Results: There were 383 patients included and prevalence of PSCI 6 months after AIS was 34.2%, significantly lower than prevalence of patients with acute cognitive impairment (49.6%). Aging, less education, higher glucose level and severe stroke were PSCI risk factors, while level of low-density lipoprotein cholesterol (LDL-C) had a paradox effect on the risk of PSCI. 40.0% of the patients with cognitive impairment at acute phase reverted to normal, and patients with LDL-C 1.8-2.5 mmol/L were more likely to revert. The predictive model we built, DREAM-LDL (Diabetes [fasting blood glucose level], Rating [NIHSS], level of Education, Age, baseline MoCA and LDL-C level), had an AUROC of 0.93 for predicting PSCI at 6 months.
Conclusion: PSCI was common among AIS patients 6 months after AIS. We provided a practical tool to predict PSCI based on MoCA and risk factors present during acute phase of AIS.

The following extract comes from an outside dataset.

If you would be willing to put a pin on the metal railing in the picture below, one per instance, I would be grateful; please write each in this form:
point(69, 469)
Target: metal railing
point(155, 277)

Cognitive impairment is common in adults after stroke, which might increase the disability and mortality in post-stroke patient as well [1, 2]. Post-stroke cognitive impairment (PSCI) refers to cognitive impairment that develops after a stroke without any indications of major pre-stroke cognitive decline . Prevalence of PSCI varies among different reports, ranging from 20% to 82% [3–6]. Because PSCI might recover due to rehabilitation and neuroplasticity during the first few months after stroke [3, 7], while less improvement would be found after 6 months [8, 9]. Therefore, it is essential to identify stroke survivors with high risk of developing PSCI as early as possible, so that early preventive and treatment measures could be taken to prevent or delay PSCI [1–3].
As a screening tool, the Montreal Cognitive Assessment (MoCA) is sensitive in detecting early PSCI. Though it was reported that MoCA score was a good predictor of PSCI in 6-9 month after stroke [4, 10], some risk factors such as age, level of education, medical history of hypertension, diabetes mellitus, smoking and atrial fibrillation reported, were associated with higher risk of PSCI [3, 11, 12]. However, the role of MoCA results in acute phase or any other bedside tool for PSCI risk is still lacking.
The aim of this study was to identify factors associated with 6-month PSCI. Using the characteristics and features in the acute stage of AIS, to build an easy and practical predictive model for PSCI in Chinese population would be helpful in identifying high-risk patients as early as the acute phase of AIS. In addition, there was of interest to explore the potential subgroup of patients with cognitive impairment at acute phase who returned to normal cognitive performance (“reverters”) 6 months after AIS onset.
Materials and Methods
Study design and patients
This study was a multicenter retrospective study, which was approved by the Huashan Hospital Institutional Review Board (IRB protocol number V2.0; ethical approval number KY2017-201) and of each participating center before the study began. The trial was conducted in accordance with the guiding principles of the Declaration of Helsinki. All patients or their caregivers gave written informed consent before data collection.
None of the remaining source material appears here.